O que há debaixo do tapete de Wembley?

Jairo Fernandes da Silva Júnior

Mestre em História pela Universidade Federal Rural de Pernambuco (PGH/UFRPE)

Integrante do Laboratório de História do Tempo Presente (HTP/UPE)

 

Fonte: https://www.netflix.com/br/title/80995039

 

A partida entre as seleções da Inglaterra e Itália pela final da Eurocopa 2020 passou de um espetáculo para um fato de ressurgência do racismo. Alguns jogadores ingleses, que perderam as penalidades cobradas durante a disputa, receberam insultos racistas de torcedores. Bukayo Saka, Jandon Sancho e Marcus Rashford foram alvo de mensagens e emojis que representam macacos e gorilas nas redes sociais.  Aquele dia poderia ter sido de mais uma vitória da seleção italiana, a qual causou inveja a muitos com uma campanha madura e consistente durante a competição, mas foi marcada por mais um episódio de ódio.

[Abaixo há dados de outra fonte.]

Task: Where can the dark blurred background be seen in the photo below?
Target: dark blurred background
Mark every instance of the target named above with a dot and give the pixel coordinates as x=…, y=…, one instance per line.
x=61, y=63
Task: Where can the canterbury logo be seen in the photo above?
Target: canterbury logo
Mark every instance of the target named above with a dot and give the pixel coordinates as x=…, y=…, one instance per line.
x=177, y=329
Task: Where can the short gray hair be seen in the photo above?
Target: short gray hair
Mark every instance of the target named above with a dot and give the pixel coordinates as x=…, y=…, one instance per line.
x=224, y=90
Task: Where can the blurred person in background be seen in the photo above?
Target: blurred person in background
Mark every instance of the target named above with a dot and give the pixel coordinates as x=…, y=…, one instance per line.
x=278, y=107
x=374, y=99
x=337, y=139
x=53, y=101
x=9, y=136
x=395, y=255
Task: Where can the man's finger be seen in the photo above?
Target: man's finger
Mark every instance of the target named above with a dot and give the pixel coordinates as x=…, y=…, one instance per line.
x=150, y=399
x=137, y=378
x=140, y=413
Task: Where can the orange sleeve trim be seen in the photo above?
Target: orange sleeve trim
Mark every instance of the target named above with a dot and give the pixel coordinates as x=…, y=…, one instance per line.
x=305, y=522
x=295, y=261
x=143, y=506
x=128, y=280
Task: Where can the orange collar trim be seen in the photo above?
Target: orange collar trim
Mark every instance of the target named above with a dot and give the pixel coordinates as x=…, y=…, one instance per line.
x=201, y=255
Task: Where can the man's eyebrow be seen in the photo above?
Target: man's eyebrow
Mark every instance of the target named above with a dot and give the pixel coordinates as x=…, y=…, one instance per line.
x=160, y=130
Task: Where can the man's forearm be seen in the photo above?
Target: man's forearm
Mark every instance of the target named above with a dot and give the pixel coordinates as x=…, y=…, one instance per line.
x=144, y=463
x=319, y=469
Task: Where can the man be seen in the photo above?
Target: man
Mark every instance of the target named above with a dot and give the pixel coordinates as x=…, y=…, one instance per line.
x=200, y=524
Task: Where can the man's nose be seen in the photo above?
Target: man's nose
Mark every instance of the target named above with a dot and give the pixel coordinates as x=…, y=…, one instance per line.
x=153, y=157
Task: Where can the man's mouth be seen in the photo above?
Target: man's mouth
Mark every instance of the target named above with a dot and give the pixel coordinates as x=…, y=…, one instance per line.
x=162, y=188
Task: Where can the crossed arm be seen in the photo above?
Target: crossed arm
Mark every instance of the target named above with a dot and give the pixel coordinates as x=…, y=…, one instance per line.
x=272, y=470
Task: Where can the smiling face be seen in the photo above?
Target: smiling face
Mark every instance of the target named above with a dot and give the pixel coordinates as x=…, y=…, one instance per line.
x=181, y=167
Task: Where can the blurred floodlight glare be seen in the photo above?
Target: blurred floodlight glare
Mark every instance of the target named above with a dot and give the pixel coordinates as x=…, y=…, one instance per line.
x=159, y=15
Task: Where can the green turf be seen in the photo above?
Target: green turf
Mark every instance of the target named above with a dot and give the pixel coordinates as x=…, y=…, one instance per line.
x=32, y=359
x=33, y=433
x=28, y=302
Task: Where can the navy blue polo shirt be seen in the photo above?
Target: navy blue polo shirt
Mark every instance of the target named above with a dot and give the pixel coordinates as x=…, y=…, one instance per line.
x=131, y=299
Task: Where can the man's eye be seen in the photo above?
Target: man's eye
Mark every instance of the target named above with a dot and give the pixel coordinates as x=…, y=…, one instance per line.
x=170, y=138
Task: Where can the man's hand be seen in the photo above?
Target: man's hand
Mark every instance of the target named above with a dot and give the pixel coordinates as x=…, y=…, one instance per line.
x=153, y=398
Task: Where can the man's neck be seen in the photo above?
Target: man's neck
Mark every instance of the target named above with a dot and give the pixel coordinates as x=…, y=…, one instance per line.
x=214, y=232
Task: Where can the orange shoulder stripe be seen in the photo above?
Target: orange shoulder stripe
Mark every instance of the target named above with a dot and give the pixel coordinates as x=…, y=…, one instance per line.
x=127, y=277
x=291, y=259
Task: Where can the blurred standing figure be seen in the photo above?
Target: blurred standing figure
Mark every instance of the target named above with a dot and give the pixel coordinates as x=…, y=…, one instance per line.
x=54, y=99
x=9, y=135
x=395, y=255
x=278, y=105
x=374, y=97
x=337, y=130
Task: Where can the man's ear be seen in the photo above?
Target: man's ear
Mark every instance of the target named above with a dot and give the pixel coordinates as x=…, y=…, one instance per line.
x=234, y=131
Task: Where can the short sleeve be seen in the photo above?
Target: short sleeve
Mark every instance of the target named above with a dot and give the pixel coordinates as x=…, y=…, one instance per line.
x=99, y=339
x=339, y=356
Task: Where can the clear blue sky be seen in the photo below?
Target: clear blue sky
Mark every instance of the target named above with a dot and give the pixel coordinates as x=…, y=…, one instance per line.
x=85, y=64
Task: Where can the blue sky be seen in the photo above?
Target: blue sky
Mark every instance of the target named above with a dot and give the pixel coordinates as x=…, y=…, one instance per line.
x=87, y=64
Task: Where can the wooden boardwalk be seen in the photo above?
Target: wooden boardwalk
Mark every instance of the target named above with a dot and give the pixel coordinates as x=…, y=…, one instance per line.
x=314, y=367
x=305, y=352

Durante a realização dos jogos do campeonato europeu de seleções, que ocorreu em 2021 por conta da pandemia do novo coronavírus, pautas foram levantadas após o episódio de parte da torcida húngara ter se posicionado contra comunidade LGBTQIA+ (sigla que indica a diversidade social entre lésbicas, gays, bissexuais, trans, queers, pansexuais, agêneros, pessoas não binárias e intersexo). As autoridades alemãs reagiram diante do fato iluminando o estádio de Munique com as cores que representam o movimento social.

Aparentemente plural, o esporte bretão mostra suas raízes de tempos em tempos, principalmente em caso de derrotas. Em estudos sobre a gênese do esporte, Norbert Elias e Eric Dunning apontaram o lugar do futebol. O ambiente fabril, essencialmente masculino, e a disputa entre burguesia e proletariado impulsionaram disputas e tensões. Com o passar do tempo, as demandas mudaram no continente europeu e o outro conveniente foi estabelecido como aquele que vem de fora, o imigrante. Nesse sentido, as crises migratórias no nosso tempo e o mimetismo digital deram voz a quem nunca dorme. O caso de racismo contra os jogadores ingleses reflete a incapacidade de reconhecer o passado, enxergar as profundezas da dor do outro e assumir consequências coloniais.

O passado sombrio e as profundas consequências da colonização nos países africanos representados pela riqueza holandesa é o tema da série Ares, lançada na Netflix em 2020. Dirigida por Pieter Kuijpers, Iris Otten e Sander van Meurs, traz a história da promissora estudante de medicina Rosa Steenwijk (Jade Olieberg), a qual ingressa em uma sociedade secreta que se baseia nos tempos “de ouro” da Holanda durante os anos 1600. Conforme o tempo passa, Steenwijk precisa decidir se continua ou não naquele lugar. A sequência de episódios parece assumir um compromisso imperceptível com o espectador. Narrativa lenta, enigmas densos e personagens efêmeros permeiam as longas tomadas. Quem assiste, certamente, fica entre duas opções: insiste e se apega ao compromisso de que valeriam a pena aquelas horas, e os que desistem pela profundidade e o peso da moralidade.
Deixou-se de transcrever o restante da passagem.